“NetEase Premier” Touted “Global Brands,” “100 Percent Authentic Products,” “7 Day Return Policy”
Less than one year after its much-hyped launch, “NetEase Premier,” the luxury shopping platform created by the Chinese Internet portal NetEase (163.com), has ceased operations, making it the first casualty of the luxury e-commerce shakeout of 2012. Touting discounts of up to 80 percent on top brands like Hermes, Gucci and Louis Vuitton, NetEase Premier was NetEase’s third foray into the world of e-commerce, following its NetEase mall, online travel business, and third-party online payment service, ePay (网易宝).
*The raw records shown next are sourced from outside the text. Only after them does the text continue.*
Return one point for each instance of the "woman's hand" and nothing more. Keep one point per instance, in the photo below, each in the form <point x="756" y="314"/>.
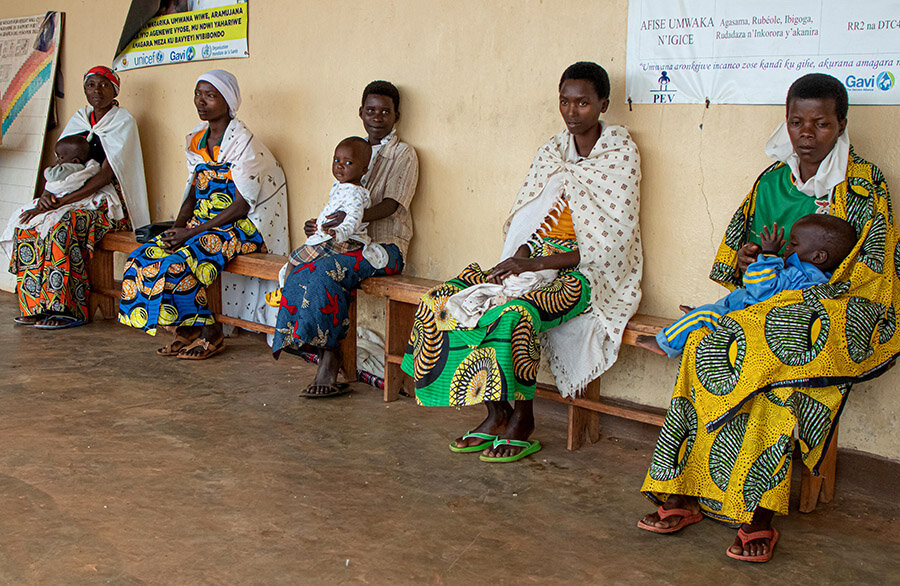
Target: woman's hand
<point x="772" y="241"/>
<point x="512" y="266"/>
<point x="173" y="238"/>
<point x="747" y="254"/>
<point x="28" y="214"/>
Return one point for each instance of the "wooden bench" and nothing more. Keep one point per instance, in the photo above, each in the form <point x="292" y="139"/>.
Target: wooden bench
<point x="402" y="294"/>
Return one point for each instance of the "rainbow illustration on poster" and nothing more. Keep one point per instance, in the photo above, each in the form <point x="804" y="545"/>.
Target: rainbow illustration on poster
<point x="32" y="75"/>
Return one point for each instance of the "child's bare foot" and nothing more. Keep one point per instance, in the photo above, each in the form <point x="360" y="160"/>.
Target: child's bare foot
<point x="649" y="343"/>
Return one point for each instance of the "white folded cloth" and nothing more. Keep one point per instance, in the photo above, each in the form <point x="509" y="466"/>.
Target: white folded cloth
<point x="471" y="303"/>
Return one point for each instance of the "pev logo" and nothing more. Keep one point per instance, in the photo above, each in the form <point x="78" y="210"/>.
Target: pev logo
<point x="186" y="55"/>
<point x="884" y="81"/>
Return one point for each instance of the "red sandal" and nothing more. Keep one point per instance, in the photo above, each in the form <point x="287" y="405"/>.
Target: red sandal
<point x="770" y="534"/>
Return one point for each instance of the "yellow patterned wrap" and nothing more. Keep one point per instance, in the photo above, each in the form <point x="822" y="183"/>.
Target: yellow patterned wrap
<point x="789" y="360"/>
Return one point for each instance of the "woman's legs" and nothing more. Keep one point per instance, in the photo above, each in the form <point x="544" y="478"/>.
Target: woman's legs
<point x="519" y="427"/>
<point x="496" y="422"/>
<point x="326" y="373"/>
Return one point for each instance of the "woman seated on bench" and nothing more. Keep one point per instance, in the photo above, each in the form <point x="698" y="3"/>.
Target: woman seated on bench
<point x="725" y="449"/>
<point x="577" y="216"/>
<point x="51" y="264"/>
<point x="316" y="295"/>
<point x="234" y="203"/>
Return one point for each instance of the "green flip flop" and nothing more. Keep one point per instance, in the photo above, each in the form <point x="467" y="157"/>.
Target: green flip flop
<point x="528" y="449"/>
<point x="488" y="438"/>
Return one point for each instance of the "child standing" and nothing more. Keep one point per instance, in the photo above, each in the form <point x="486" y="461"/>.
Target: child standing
<point x="818" y="244"/>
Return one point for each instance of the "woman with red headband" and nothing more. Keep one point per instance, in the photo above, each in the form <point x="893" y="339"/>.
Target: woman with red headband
<point x="51" y="276"/>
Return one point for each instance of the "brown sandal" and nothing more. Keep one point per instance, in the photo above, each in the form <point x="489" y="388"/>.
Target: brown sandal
<point x="183" y="341"/>
<point x="210" y="349"/>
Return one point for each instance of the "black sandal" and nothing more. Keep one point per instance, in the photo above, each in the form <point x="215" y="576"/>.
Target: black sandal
<point x="334" y="390"/>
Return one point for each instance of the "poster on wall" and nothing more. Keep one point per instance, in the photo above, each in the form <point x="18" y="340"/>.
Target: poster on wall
<point x="160" y="32"/>
<point x="726" y="52"/>
<point x="29" y="49"/>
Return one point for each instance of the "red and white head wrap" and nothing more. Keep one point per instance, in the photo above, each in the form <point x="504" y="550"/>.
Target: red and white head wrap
<point x="105" y="72"/>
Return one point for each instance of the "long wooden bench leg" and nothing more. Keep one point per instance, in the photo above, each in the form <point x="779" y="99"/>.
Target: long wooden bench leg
<point x="100" y="273"/>
<point x="584" y="423"/>
<point x="828" y="470"/>
<point x="398" y="324"/>
<point x="821" y="487"/>
<point x="348" y="344"/>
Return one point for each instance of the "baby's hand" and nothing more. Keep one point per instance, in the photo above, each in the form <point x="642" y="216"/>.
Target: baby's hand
<point x="772" y="241"/>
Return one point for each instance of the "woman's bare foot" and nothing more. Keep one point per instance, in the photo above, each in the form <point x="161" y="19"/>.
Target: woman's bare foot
<point x="495" y="423"/>
<point x="520" y="426"/>
<point x="326" y="374"/>
<point x="762" y="520"/>
<point x="182" y="337"/>
<point x="212" y="333"/>
<point x="649" y="343"/>
<point x="675" y="501"/>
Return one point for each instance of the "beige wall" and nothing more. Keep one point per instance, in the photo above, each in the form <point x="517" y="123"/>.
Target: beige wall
<point x="479" y="82"/>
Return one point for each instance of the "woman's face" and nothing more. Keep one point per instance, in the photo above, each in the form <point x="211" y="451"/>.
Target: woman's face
<point x="378" y="116"/>
<point x="209" y="102"/>
<point x="99" y="92"/>
<point x="814" y="128"/>
<point x="580" y="105"/>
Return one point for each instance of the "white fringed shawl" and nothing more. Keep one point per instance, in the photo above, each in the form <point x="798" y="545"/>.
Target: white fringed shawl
<point x="260" y="180"/>
<point x="604" y="196"/>
<point x="122" y="145"/>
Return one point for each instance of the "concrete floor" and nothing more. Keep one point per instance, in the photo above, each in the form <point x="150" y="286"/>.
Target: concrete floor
<point x="122" y="467"/>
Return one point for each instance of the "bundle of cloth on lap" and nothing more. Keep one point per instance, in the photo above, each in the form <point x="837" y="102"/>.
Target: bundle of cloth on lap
<point x="789" y="360"/>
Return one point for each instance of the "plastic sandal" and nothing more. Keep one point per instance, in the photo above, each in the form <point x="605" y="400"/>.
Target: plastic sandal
<point x="529" y="448"/>
<point x="688" y="517"/>
<point x="489" y="439"/>
<point x="770" y="534"/>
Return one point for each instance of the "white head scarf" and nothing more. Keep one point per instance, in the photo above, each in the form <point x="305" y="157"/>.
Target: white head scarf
<point x="832" y="170"/>
<point x="226" y="83"/>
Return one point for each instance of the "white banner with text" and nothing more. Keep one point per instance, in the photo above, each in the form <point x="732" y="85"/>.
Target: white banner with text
<point x="727" y="52"/>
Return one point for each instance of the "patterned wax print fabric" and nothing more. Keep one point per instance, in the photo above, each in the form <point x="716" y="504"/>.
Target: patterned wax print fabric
<point x="316" y="297"/>
<point x="790" y="360"/>
<point x="51" y="273"/>
<point x="169" y="289"/>
<point x="498" y="359"/>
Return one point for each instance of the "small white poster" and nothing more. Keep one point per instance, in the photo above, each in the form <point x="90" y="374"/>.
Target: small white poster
<point x="726" y="52"/>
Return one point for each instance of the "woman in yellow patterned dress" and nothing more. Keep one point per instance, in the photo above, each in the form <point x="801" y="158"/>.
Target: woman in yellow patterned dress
<point x="577" y="214"/>
<point x="725" y="448"/>
<point x="223" y="215"/>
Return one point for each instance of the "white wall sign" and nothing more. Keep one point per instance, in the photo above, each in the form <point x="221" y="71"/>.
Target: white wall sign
<point x="729" y="52"/>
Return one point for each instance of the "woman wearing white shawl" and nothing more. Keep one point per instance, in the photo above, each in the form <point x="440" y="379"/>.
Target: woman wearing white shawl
<point x="234" y="203"/>
<point x="577" y="213"/>
<point x="50" y="266"/>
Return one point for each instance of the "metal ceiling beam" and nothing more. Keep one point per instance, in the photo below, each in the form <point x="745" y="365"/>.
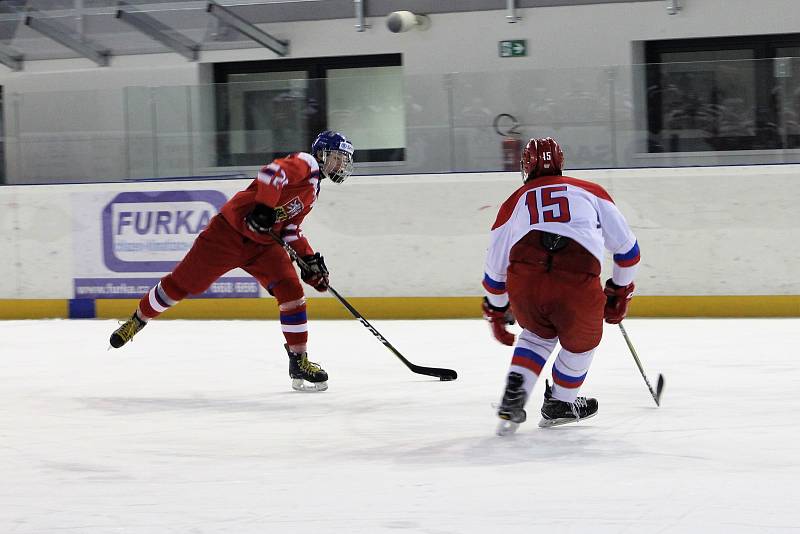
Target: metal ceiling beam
<point x="61" y="34"/>
<point x="159" y="31"/>
<point x="10" y="57"/>
<point x="261" y="37"/>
However, the portal has a history of shutting down its online businesses far more quickly than its competitors, having ceased operations on its online travel site after only 80 days.
As Jing Daily noted at the launch of NetEase Premier last year, the site incorporated many features that have now become commonplace among the dozens of e-commerce platforms both large and small that have crowded into the China market:
According to NetEase, the “Premier” platform stocks watches, handbags, apparel, shoes and jewelry. Addressing concerns about counterfeiting, NetEase Premier provides certificates of authenticity with every purchase. In recent months, we’ve seen moves by competitors like Yoox to combat counterfeiting by inserting RFID chips into each item it sells in mainland China. Additionally, NetEase is heavily promoting its 24-hour customer service hotline, 7 day no-questions-asked returns, and national shipping service.
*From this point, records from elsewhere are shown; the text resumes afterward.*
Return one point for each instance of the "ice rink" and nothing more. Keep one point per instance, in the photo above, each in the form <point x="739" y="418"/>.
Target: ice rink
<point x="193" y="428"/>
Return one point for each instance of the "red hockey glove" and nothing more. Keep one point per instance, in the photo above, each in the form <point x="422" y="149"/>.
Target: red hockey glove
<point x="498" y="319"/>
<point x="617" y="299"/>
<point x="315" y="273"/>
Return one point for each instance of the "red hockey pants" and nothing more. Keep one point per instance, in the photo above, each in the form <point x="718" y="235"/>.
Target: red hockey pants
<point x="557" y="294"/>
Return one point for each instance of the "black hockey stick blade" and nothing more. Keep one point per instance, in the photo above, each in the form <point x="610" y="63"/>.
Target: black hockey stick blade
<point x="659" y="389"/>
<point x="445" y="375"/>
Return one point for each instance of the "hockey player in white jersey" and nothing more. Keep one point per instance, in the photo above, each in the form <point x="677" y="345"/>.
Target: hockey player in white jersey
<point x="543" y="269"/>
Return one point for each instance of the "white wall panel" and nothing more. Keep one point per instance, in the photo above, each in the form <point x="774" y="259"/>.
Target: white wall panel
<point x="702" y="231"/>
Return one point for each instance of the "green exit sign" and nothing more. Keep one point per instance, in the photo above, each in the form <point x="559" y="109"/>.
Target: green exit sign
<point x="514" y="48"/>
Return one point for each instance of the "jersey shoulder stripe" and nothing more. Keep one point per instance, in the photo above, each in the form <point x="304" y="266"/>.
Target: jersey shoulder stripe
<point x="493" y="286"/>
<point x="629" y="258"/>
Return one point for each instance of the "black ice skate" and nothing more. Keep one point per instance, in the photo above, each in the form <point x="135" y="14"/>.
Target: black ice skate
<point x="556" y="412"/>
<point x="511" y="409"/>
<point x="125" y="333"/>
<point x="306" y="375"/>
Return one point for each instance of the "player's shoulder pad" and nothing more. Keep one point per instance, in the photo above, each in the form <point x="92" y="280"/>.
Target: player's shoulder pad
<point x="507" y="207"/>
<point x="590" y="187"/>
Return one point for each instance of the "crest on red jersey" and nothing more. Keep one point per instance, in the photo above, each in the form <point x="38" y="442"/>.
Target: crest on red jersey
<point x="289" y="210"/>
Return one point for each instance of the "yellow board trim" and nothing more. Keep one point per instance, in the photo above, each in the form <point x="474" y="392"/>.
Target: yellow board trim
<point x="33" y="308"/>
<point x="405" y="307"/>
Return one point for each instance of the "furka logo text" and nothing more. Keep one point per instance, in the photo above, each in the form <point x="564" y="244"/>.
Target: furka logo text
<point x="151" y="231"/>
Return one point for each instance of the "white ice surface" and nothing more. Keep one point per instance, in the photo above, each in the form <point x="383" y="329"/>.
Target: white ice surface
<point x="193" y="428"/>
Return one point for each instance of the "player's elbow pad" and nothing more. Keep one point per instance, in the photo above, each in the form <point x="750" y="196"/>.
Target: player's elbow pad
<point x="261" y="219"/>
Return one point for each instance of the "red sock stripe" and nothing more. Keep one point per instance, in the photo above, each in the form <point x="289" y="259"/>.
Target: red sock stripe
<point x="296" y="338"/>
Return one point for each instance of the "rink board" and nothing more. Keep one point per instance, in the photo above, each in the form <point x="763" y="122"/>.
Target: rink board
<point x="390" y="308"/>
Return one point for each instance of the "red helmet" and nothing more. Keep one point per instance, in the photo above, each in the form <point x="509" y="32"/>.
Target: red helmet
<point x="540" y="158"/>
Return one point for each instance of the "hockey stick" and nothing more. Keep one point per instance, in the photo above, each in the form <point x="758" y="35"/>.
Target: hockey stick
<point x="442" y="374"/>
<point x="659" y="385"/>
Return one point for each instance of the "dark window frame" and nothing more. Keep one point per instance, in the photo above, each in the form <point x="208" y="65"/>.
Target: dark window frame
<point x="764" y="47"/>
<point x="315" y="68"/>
Currently, NetEase Premier supports three payment methods: NetEase ePay, online bank transfer, and Yeepay (联通卡).
Whether due primarily to insufficient inventory, customer service issues or poor profitability, clearly the shutdown of NetEase Premier was dogged by the much greater competition that has entered the e-commerce market in China. As we wrote last month, despite rosy projections on the future of China’s e-commerce sector — particularly its luxury segment — there are simply too many sites out there competing for market share.
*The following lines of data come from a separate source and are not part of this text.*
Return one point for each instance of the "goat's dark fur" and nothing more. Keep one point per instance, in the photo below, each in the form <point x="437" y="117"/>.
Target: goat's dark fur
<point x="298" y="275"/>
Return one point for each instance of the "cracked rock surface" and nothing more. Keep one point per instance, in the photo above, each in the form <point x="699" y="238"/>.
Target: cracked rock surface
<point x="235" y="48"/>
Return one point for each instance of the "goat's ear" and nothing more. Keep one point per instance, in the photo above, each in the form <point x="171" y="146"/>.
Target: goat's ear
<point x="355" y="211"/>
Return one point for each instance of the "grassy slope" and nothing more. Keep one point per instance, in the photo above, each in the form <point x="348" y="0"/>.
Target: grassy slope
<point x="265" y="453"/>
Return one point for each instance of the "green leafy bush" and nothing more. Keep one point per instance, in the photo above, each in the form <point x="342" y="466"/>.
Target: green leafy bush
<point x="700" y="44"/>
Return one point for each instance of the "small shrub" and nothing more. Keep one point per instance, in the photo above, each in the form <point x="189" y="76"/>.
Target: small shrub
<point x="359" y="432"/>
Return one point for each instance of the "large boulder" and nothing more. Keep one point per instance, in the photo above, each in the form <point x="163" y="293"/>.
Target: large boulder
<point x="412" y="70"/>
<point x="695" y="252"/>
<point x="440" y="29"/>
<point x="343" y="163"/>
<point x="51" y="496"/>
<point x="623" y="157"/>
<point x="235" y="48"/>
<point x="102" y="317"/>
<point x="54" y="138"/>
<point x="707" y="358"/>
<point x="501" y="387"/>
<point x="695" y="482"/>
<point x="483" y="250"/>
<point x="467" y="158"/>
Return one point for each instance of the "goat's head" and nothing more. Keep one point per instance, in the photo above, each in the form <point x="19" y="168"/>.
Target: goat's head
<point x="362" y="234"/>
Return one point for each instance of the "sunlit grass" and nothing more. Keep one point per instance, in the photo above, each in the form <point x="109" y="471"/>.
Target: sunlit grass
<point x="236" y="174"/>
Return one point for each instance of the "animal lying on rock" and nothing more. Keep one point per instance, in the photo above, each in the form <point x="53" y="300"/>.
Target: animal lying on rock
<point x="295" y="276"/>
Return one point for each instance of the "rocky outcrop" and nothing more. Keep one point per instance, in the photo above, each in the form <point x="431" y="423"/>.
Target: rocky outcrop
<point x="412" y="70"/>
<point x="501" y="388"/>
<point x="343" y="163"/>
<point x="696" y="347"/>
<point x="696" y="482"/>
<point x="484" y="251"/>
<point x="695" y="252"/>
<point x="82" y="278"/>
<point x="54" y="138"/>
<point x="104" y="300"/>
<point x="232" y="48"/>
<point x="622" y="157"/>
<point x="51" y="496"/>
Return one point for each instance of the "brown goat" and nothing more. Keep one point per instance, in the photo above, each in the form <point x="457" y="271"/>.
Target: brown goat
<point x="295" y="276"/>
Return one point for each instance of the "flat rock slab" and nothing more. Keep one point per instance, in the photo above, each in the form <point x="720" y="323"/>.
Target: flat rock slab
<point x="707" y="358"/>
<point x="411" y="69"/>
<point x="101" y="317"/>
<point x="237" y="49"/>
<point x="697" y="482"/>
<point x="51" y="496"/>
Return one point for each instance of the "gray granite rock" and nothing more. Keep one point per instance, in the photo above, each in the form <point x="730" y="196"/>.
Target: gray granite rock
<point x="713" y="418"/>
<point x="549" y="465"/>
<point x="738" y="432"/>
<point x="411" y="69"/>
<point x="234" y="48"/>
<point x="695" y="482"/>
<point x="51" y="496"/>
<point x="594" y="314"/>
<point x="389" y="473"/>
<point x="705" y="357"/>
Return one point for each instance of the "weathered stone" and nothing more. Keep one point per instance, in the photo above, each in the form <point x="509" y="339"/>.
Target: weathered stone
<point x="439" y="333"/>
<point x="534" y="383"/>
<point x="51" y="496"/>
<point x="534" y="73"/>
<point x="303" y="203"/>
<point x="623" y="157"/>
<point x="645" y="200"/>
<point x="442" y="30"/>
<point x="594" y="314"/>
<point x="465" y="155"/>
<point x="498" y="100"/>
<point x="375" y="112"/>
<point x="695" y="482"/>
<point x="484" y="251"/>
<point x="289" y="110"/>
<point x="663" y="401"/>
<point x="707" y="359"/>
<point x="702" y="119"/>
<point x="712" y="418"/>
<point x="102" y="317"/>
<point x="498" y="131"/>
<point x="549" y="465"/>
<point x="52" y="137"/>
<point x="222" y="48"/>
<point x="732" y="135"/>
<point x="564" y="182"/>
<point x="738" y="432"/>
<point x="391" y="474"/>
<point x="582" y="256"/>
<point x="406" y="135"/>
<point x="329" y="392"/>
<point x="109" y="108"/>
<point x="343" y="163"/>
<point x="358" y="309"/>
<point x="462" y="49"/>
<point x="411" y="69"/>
In 2012, we expect a serious industry shakeout that should leave a handful of well-capitalized sites with ample inventory and ability to discount, as well as the perks expected by Chinese buyers: free shipping, fast checkout, easy returns, and authenticity guarantees to name a few. As we wrote in our annual wrap-up last week:
In the year ahead, we expect to see many e-commerce platforms that have recently gotten into the luxury realm retreat back to their “bread-and-butter” low- to mid-range sales. At the same time, we expect to see domestic players like Taobao’s T-Mall and international players like Yoox, and its more niche sub-brand thecorner, consolidate their positions in the industry via better selection, authenticity guarantees, and online exclusives.
While these industry “growing pains” may be tough for recent entrants to the luxury space, a shakeout will likely be ultimately good for Chinese consumers themselves, as market leaders are likely going to have to continue to increase service offerings…and stocking better inventory while still aggressively competing on price.